It is hard to say, for sure, if the Mets have caught up with the Yankees. The Mets, after all, have not reached the playoffs since the Yankees beat them in the 2000 World Series. The Yankees get there every year.
But their first interleague matchup is over, and these are the facts: The Mets are in first place, the Yankees are not. The Mets have a better overall record and a better head-to-head record, too.
They also have better health, which might have been the most important factor in their 4-3 victory over the Yankees at Shea Stadium on Sunday night. The Yankees' depleted lineup stranded 15 runners, and their fill-in starter, Aaron Small, lasted just four and a third innings.
The Mets scored in only one inning, on consecutive homers by Carlos Delgado and David Wright in the fourth. But Tom Glavine and three relievers made it hold up, and the third one-run game of the weekend went to the Mets, who won the series, two games to one.
"What are the chances of having this much excitement in three days?" Mets closer Billy Wagner said.
Wagner was referring to his own performances, which included a victory and a save sandwiched around a ninth-inning implosion Saturday. On Sunday night, he gave up two one-out singles in the ninth before striking out Kelly Stinnett and getting Miguel Cairo to ground to second, ending the game.
"Today was a good game for me, other than the final score," Yankees manager Joe Torre said. "We got them on the ropes, and they got some double-play balls to get them out of trouble. You have to give them credit for that. Glavine's been in that situation before, and he's not going to melt away."
Glavine waded through his six innings. The Yankees left nine runners against him, including six in scoring position. A fourth-inning rally ended with Alex Rodriguez's scorching liner to left with the bases loaded; double plays saved Glavine in the fifth and sixth.
"For me, the whole game was a struggle," said Glavine, who gave up two runs on seven hits, four walks and two hit batters. "Nothing was easy. It was mentally as tough a game as I've had all year long."
At least, for Glavine's sake, he did not have to face Jorge Posada, Hideki Matsui or Gary Sheffield.
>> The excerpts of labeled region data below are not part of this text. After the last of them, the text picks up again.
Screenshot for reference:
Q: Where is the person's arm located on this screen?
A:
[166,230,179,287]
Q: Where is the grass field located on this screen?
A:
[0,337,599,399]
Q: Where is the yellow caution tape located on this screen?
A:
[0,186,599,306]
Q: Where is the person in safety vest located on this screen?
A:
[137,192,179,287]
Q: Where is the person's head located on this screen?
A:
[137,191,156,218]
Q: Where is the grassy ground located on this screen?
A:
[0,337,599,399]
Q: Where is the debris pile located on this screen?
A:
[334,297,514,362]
Matsui and Sheffield are on the disabled list -- though Sheffield plans to come back this week, perhaps by Tuesday -- and Posada was out with back spasms.
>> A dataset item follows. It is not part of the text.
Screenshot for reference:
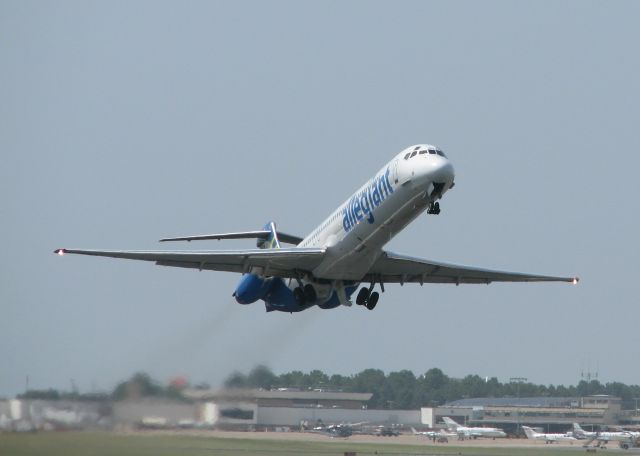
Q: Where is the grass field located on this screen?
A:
[0,432,608,456]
Torre believes the remaining hitters might be trying too hard to make up for the missing. Rodriguez, who grounded into a double play off Duaner Sanchez with the bases loaded to end the eighth, said he disagreed.
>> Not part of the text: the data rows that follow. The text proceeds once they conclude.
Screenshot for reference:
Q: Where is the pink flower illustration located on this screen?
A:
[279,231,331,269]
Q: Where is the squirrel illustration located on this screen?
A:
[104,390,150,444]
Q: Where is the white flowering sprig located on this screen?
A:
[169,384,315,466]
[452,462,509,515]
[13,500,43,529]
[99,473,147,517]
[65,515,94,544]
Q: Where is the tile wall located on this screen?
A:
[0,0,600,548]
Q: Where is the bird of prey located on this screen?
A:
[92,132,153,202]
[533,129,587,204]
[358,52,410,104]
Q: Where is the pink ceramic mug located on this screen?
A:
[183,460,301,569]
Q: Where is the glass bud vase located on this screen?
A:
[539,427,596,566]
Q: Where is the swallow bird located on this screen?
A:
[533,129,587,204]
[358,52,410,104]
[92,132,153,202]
"It's been pretty much the same for me," Rodriguez said. "We aren't trying to make up for Matsui and Sheff. We have a good enough team. If the projection was to score 1,000 runs, 900 is just fine. I can't use that as an excuse."
Small was filling in for Shawn Chacon, who was placed on the disabled list with a hematoma of his left leg. Small gave up one hit his first time through the order, which included eight hitters who had never faced him before.
But the fourth inning was different. Paul Lo Duca and Carlos Beltran started the inning with singles, and Delgado stepped in. Delgado, a former minor league teammate of Small's, had three hits off him in six career at-bats.
On the first pitch, Small tried to come inside with a four-seam fastball. He left it up in the strike zone, where he cannot afford to make a mistake with a pitch that tops out around 89 mph. Delgado buried it over the wall in right center for a three-run shot, his 15th homer of the year.